The sun messes with my senses, it melts my social conformity's, toasts my
dignity and allover a sudden, nothing matters anymore. I turn the corner and
see a man, the only other human being for miles. He is tall and fit, dressed in
a light lavender shirt and black pants. I walk up to him and suggest something.
A disconnection between what I believe and what I feel. I don’t care for his
race. I don’t care that he doesn't know me. He says yes and we go our separate
ways, forget it ever happened, we are strangers. The tension is released until
another scotching sun roasts all my concerns in its flame.I won't see him again, he will move to a different city, use a different route and probably forget we ever met.

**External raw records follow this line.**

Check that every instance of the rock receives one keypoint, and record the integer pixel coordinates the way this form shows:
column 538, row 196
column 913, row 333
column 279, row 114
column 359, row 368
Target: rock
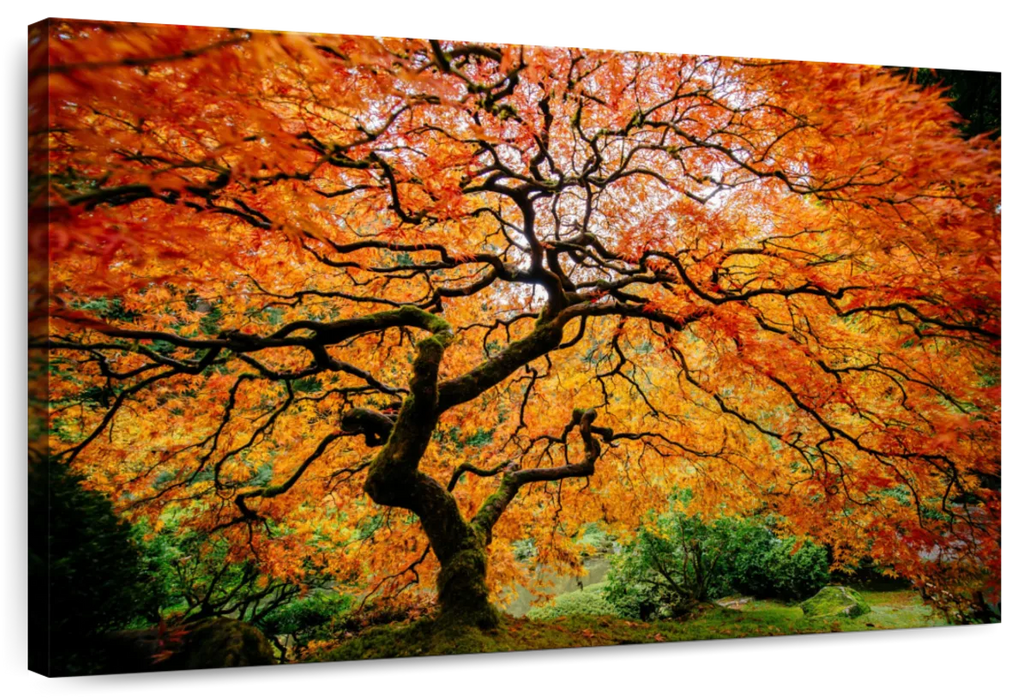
column 214, row 642
column 836, row 600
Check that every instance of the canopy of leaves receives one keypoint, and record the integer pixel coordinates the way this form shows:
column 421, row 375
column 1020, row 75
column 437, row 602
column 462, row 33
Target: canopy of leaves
column 777, row 283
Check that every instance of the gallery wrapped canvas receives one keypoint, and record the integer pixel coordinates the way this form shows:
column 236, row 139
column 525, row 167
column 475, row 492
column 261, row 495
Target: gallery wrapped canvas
column 347, row 346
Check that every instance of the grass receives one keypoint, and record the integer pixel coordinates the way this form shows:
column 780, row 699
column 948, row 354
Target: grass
column 895, row 609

It has been 3 years since I saw familiar strangers on the
street. We looked alike and spoke the same language even though our dialects
were different. We crossed paths daily. On occasion we exchanged smiles. We
were comfortable in the little city of Kampala. We shook our heads at the
government’s lack of credibility and laughed at the same comedians on the taxi
radio. Here, genuine smiles are few. We are permanently hypnotized by our
gadgets; we download the latest apps, respond to office mail after midnight,
advocate for animal rights, human rights, gun rights and the right to be wrong.
Cars whiz by, I come to a traffic light; red, yellow, green - it's my turn to walk across. The sun continues to play on my senses. I snap back into the present, my feet firmly on the ground - I keep walking.